Gestão Educacional: Habilidades não cognitivas não são facilmente mensuráveis e, por isso, podem apresentar dificuldades para quem formula políticas públicas na área de educação. Como formular ações que incluam o estímulo ao desenvolvimento dessas habilidades? E como treinar os professores para isso?
Tough: Há maneiras de mensurar algumas dessas habilidades, mas elas exigem certa flexibilidade. A mensagem que passamos aos professores é a de que habilidades socioemocionais não são tão facilmente mensuradas como capacidade de leitura, por exemplo. Uma das razões porque habilidades como interpretação de textos e matemática são atraentes para quem formula políticas públicas é que são facilmente acessadas por testes e mensuráveis em larga escala. Além disso, a partir dos resultados sabe-se exatamente o que fazer: ensinar matemática, ensinar leitura. Isso não se pode dizer das habilidades não cognitivas, as quais podemos nunca conseguir mensurar em larga escala. Índices de abandono, notas e comportamento são alguns dos indicadores que podem estar relacionados a habilidades não cognitivas. Os professores podem, com intuição, compreender tais traços de personalidade. Precisamos parar para pensar se não nos apegamos demais às avaliações padronizadas e prestar atenção a coisas como frequência com que os alunos comparecem às aulas, comportamento, lição de casa. São bons indicativos de que estão desenvolvendo habilidades não cognitivas, além de preconizar seu desempenho futuro, na faculdade e na vida. Tais dados podem mensurar, em alguma medida, habilidades não cognitivas.
Gestão Educacional: Quais atividades o professor pode desenvolver em sala de aula para estimular o desenvolvimento de habilidades não cognitivas?
Tough: No início do livro, falo sobre o programa Tools of the mind, para o jardim da infância, bastante focado no autocontrole. O interessante do programa é que ele usa um tipo de brincadeira inspirada no teatro (o que chamam mature dramatic play), com sessões mais longas. Parte do princípio de que jogos cujo enredo dura mais tempo – e em que há personagens definidos – ajudam uma criança de quatro anos a seguir regras. É como em uma peça de teatro: há um papel para cada ator e cada aluno deve desempenhar uma tarefa no jogo. Outra atividade interessante com a qual me deparei foi o xadrez. Nessas aulas, a professora Elizabeth Spiegel trabalhava a capacidade de os alunos superarem as frustrações e a derrota e de aprenderem com seus erros. O que ela os ensinava era força de vontade e a capacidade de reconhecer os próprios erros.

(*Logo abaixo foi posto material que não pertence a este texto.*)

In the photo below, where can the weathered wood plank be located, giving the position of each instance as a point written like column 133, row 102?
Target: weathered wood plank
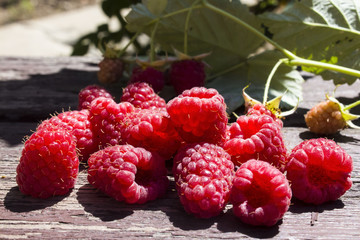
column 88, row 214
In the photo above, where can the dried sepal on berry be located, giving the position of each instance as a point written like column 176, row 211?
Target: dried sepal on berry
column 330, row 116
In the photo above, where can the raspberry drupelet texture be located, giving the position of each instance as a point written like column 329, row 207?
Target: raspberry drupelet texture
column 49, row 164
column 203, row 175
column 152, row 130
column 129, row 174
column 89, row 93
column 199, row 115
column 78, row 124
column 261, row 193
column 186, row 74
column 325, row 118
column 141, row 95
column 319, row 171
column 256, row 137
column 150, row 75
column 107, row 118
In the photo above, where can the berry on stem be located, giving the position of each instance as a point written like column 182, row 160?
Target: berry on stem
column 330, row 116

Gestão Educacional: Como o professor deve agir para melhorar as habilidades socioemocionais dos alunos em sala de aula?
Tough: É diferente para cada fase da vida. O que funciona no maternal pode não dar certo no fundamental II. Mas há algumas regras gerais importantes. Uma é que o professor deve estar ciente das dificuldades que seus alunos venham a enfrentar fora da escola, em suas casas. Entrevistei um número de pesquisadores cujos estudos relacionam o estresse sofrido por crianças e jovens e a dificuldade que eles têm em lidar com situações de confronto, aceitar críticas ou mesmo comportar-se em sala de aula. Quando o professor entende as dificuldades pelas quais passam os alunos, aproxima-se deles e lida melhor com o mau comportamento dos jovens, sem com isso ser indulgente. Algo que considero particularmente importante, para o professor, é saber estimular o aluno a aprender com seus erros. Isso é válido para todas as idades: saber lidar com o fracasso. Esse esforço nem sempre é parte do trabalho do professor, mas estudos sugerem que aceitar a frustração não só rende melhores notas, como ajuda a desenvolver novas habilidades não cognitivas.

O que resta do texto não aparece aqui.